Solo l’auto, con la quale seguiamo i due bolidi disegnati dai grandi maestri Marcello Gandini e Giorgetto Giugiaro attraverso le serpentine della sera, è un po’ fuori posto: ha solo vent’anni, la Porsche Boxster della generazione 986/2 che il Museo Porsche ci ha gentilmente prestato per qualche giorno. E, naturalmente, la piccola roadster gialla e nera è stata soprannominata «piccola ape» già la prima sera – le sopracciglia sollevate e divertite da parte di chi guida motori a otto e dodici cilindri fanno parte della storia della Boxster tanto quanto le sue eccezionali cifre di vendita.
Eppure, in questa carrellata di vetture sportive davvero leggendarie, si ha effettivamente l’impressione di essersi presentati in tuta da ginnastica a una cena in abito scuro. Oppure di sedersi come stagista al tavolo di un Consiglio di sorveglianza. Almeno fino al gioco serale del gatto e del topo sul Passo del Giulia.
A bordo delle loro rombanti sportive da manifesto pubblicitario, Fabio e Daniel cercano di scrollarsi di dosso l’inseguitrice giallo-nera, ma non riescono proprio a liberarsi della piccola ape nello specchietto retrovisore. Perché, mentre la Testarossa deve essere trascinata in curva come si fa con uno scaffale dell’Ikea, e nelle svolte sul bagnato il muso spigoloso e gli pneumatici sottili della M1 si avvertono troppo leggeri, la Porsche Boxster si appiccica all’asfalto come se fosse stata progettata proprio per queste condizioni. Compatta, agile, facilissima da controllare e sempre in perfetto equilibrio grazie al suo motore centrale, questa sera la Boxster originale offre un piacere di guida allo stato puro!

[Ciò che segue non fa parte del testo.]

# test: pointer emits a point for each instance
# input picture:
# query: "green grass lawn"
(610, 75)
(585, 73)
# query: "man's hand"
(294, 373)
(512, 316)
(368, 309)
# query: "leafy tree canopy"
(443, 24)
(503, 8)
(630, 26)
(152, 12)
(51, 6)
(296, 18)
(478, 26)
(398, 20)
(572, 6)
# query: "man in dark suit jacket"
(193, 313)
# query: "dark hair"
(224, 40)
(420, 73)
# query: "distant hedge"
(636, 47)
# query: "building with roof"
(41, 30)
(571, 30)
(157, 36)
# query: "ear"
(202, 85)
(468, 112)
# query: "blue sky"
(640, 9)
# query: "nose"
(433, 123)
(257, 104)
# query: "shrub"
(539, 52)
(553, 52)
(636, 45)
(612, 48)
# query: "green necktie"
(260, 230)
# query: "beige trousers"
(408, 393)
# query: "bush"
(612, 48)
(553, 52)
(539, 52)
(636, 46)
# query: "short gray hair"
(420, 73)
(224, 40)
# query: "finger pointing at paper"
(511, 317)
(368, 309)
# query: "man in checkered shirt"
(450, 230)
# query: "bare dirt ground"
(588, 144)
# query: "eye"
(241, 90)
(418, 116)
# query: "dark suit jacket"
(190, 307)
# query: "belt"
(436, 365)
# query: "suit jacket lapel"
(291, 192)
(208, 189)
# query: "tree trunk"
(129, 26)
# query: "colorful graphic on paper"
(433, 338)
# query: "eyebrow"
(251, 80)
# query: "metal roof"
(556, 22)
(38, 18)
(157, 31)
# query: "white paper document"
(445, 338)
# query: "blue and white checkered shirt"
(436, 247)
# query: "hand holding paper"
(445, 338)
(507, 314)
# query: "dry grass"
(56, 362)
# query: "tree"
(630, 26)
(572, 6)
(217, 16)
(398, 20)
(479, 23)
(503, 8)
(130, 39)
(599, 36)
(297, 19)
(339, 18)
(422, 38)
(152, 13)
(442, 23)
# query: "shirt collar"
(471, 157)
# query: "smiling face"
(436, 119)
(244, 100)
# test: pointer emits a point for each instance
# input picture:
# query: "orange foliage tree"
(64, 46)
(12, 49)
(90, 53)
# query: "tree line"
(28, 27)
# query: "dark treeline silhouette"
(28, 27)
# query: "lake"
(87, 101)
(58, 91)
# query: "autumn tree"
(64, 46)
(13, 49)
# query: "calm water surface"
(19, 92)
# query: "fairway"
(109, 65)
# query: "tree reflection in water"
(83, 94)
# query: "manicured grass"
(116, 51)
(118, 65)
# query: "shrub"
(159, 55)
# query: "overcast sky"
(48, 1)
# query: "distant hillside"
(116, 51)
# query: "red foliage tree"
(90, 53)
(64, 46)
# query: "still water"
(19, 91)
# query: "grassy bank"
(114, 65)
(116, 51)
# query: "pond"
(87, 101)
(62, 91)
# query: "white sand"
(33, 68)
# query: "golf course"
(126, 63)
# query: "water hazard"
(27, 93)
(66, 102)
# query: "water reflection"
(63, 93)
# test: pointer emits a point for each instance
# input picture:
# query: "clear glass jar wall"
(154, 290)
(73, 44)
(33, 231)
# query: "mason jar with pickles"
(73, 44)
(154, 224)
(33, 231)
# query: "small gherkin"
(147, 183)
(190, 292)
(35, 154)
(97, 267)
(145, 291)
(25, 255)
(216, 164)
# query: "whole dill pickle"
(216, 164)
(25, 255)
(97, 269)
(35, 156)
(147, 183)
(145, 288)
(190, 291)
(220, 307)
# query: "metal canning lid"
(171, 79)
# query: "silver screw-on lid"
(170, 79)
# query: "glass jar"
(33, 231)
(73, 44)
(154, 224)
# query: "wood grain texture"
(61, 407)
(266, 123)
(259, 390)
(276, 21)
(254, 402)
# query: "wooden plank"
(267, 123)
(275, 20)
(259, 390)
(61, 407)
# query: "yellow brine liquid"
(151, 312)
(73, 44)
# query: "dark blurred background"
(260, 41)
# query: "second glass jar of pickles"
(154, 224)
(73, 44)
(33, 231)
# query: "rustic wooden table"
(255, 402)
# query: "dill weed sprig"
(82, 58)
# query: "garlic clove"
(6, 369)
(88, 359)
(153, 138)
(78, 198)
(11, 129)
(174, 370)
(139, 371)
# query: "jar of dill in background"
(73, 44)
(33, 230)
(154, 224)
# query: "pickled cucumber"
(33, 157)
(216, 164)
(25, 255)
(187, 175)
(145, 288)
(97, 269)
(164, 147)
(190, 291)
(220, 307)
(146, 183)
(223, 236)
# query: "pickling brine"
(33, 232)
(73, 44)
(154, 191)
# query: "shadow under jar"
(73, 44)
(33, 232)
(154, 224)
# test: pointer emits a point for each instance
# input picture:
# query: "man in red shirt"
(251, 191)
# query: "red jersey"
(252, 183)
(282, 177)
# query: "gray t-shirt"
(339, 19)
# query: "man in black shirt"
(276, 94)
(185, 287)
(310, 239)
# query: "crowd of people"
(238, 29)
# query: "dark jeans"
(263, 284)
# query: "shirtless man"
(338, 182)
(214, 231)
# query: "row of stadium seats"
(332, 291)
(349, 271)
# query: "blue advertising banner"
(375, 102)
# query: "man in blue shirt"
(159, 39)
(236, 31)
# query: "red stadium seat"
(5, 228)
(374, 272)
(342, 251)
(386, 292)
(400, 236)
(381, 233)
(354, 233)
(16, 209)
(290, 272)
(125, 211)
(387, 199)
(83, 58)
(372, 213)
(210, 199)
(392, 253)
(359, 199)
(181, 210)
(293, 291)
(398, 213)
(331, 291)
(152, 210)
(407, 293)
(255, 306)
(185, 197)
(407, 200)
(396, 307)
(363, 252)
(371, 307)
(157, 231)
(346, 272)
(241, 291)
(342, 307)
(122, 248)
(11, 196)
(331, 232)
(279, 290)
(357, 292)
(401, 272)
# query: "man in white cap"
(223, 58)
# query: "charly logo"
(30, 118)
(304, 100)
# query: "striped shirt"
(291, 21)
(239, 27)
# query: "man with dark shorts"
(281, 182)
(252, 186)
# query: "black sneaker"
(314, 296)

E non è forse proprio questa filosofia, di contrastare la superiorità in termini di cilindrata e potenza della concorrenza con la leggerezza e l’agilità che contraddistingue Porsche da 75 anni? Che ha assicurato alla Porsche 550 e alle sue sorelle a motore centrale un posto nei libri di storia? Nelle serpentine di alta montagna, nessuno può seminare così in fretta una Porsche puristica!

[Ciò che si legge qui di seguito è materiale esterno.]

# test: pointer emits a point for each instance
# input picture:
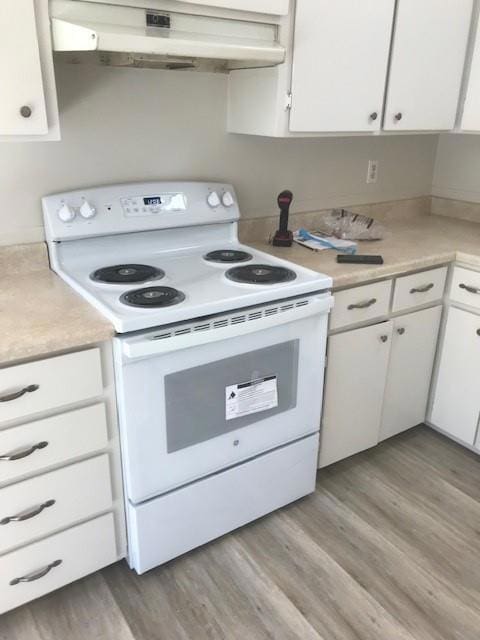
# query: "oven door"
(195, 403)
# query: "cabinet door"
(355, 383)
(340, 60)
(275, 7)
(471, 110)
(414, 343)
(456, 399)
(22, 106)
(428, 55)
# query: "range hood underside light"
(193, 42)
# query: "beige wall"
(124, 124)
(457, 168)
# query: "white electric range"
(219, 356)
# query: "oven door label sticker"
(250, 397)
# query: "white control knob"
(66, 213)
(227, 199)
(213, 199)
(87, 210)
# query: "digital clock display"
(152, 200)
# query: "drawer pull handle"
(29, 514)
(19, 394)
(423, 289)
(25, 453)
(362, 305)
(469, 288)
(36, 575)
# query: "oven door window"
(200, 400)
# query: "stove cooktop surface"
(155, 253)
(183, 284)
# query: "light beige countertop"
(409, 245)
(39, 313)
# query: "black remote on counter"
(347, 258)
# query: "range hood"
(189, 36)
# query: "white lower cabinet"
(456, 399)
(61, 513)
(357, 364)
(413, 347)
(53, 562)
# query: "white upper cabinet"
(275, 7)
(340, 64)
(346, 72)
(427, 60)
(28, 107)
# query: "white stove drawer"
(47, 503)
(49, 564)
(26, 389)
(31, 448)
(160, 530)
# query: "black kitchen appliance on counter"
(283, 236)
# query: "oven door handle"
(149, 346)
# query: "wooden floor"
(388, 548)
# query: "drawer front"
(47, 384)
(49, 564)
(419, 288)
(32, 447)
(159, 530)
(360, 304)
(39, 506)
(465, 287)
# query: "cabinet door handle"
(36, 575)
(25, 111)
(362, 305)
(423, 289)
(29, 514)
(18, 394)
(469, 288)
(25, 452)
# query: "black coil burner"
(260, 274)
(152, 297)
(127, 274)
(228, 255)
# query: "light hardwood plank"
(387, 548)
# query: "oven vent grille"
(225, 321)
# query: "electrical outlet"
(372, 172)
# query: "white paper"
(250, 397)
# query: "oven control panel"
(148, 205)
(126, 208)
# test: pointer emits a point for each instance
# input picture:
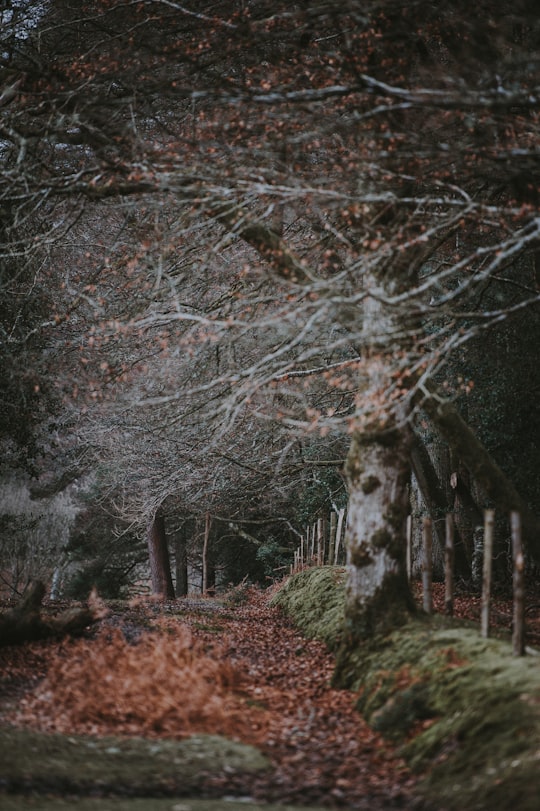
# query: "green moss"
(78, 764)
(315, 600)
(369, 484)
(465, 712)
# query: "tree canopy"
(247, 233)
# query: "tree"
(325, 195)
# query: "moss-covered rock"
(464, 711)
(31, 760)
(315, 599)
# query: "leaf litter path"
(322, 750)
(167, 670)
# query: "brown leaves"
(164, 685)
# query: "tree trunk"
(25, 623)
(205, 565)
(487, 474)
(378, 597)
(181, 563)
(160, 566)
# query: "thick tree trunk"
(158, 552)
(25, 623)
(378, 597)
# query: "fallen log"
(26, 623)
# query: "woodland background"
(235, 238)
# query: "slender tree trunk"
(487, 474)
(181, 563)
(160, 566)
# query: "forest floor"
(189, 701)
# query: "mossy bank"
(464, 712)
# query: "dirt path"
(276, 695)
(321, 749)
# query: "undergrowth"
(165, 685)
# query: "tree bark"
(158, 551)
(378, 597)
(182, 585)
(25, 623)
(487, 474)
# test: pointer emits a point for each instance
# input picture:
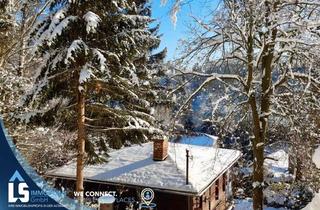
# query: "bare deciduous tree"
(274, 44)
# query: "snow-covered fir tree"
(94, 77)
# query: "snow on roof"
(135, 166)
(315, 203)
(200, 140)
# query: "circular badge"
(147, 195)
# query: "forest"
(80, 79)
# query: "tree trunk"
(258, 149)
(81, 143)
(22, 41)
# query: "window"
(217, 190)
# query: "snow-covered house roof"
(134, 166)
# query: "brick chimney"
(160, 148)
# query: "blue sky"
(171, 34)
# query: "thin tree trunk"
(81, 144)
(22, 42)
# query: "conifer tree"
(6, 25)
(94, 77)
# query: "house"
(182, 176)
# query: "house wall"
(208, 200)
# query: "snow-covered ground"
(315, 203)
(246, 204)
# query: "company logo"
(147, 195)
(23, 189)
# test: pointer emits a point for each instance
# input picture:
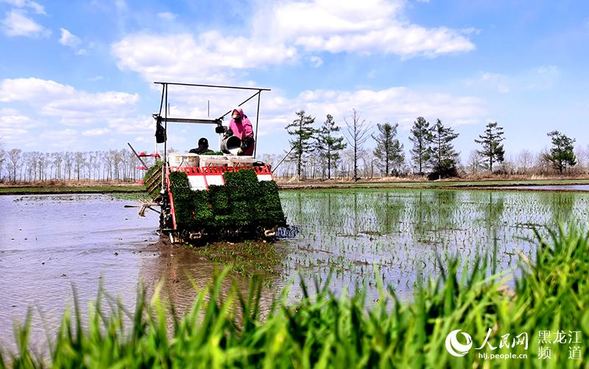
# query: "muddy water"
(49, 243)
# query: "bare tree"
(357, 134)
(525, 161)
(14, 158)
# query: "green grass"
(435, 184)
(28, 190)
(225, 330)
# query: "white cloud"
(370, 26)
(207, 57)
(95, 132)
(536, 79)
(315, 61)
(167, 16)
(14, 125)
(496, 81)
(33, 5)
(543, 77)
(69, 39)
(395, 105)
(291, 29)
(33, 90)
(16, 23)
(59, 114)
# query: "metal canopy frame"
(218, 121)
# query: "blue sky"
(77, 75)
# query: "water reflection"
(401, 231)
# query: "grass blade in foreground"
(544, 323)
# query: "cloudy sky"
(78, 75)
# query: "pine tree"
(561, 153)
(388, 149)
(421, 136)
(328, 144)
(443, 156)
(302, 130)
(492, 148)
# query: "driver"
(241, 127)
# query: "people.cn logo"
(456, 348)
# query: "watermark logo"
(456, 348)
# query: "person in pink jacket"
(241, 127)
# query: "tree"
(14, 157)
(561, 153)
(328, 144)
(357, 136)
(302, 130)
(389, 151)
(492, 151)
(421, 137)
(2, 159)
(443, 156)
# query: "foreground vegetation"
(544, 319)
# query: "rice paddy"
(325, 330)
(374, 278)
(402, 232)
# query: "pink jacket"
(242, 129)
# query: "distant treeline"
(322, 152)
(112, 165)
(326, 151)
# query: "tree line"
(112, 165)
(327, 151)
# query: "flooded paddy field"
(50, 242)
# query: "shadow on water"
(48, 243)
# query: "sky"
(78, 75)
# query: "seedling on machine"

Più tardi, quando chiudiamo la capote della piccola ape nel parcheggio dell’hotel, gli sguardi degli amici del Flitzer Club, accanto ai loro bolidi retrò scoppiettanti e fumanti, non sono più di divertimento, bensì di approvazione: «Piuttosto veloce, la piccoletta». E si può letteralmente leggergli il pensiero che subito gli passa per la mente: «Forse è proprio il momento di mettersi in garage una Boxster originale». Anche dal punto di vista estetico, la prima Porsche Boxster è maturata come un vino pregiato. La silhouette appare oggi sportiva e senza tempo e, dopo due decenni, pure il frontale con i famigerati fari come «uova all’occhio di bue» ha decisamente acquisito la qualità di un classico del design. Come il primo iPod di Apple, il suo aspetto ricorda lo spirito pionieristico di stampo tecnologico dei primi anni 2000. Dopotutto, si tratta di una vera e propria piccola vettura sportiva, la prima Porsche Boxster!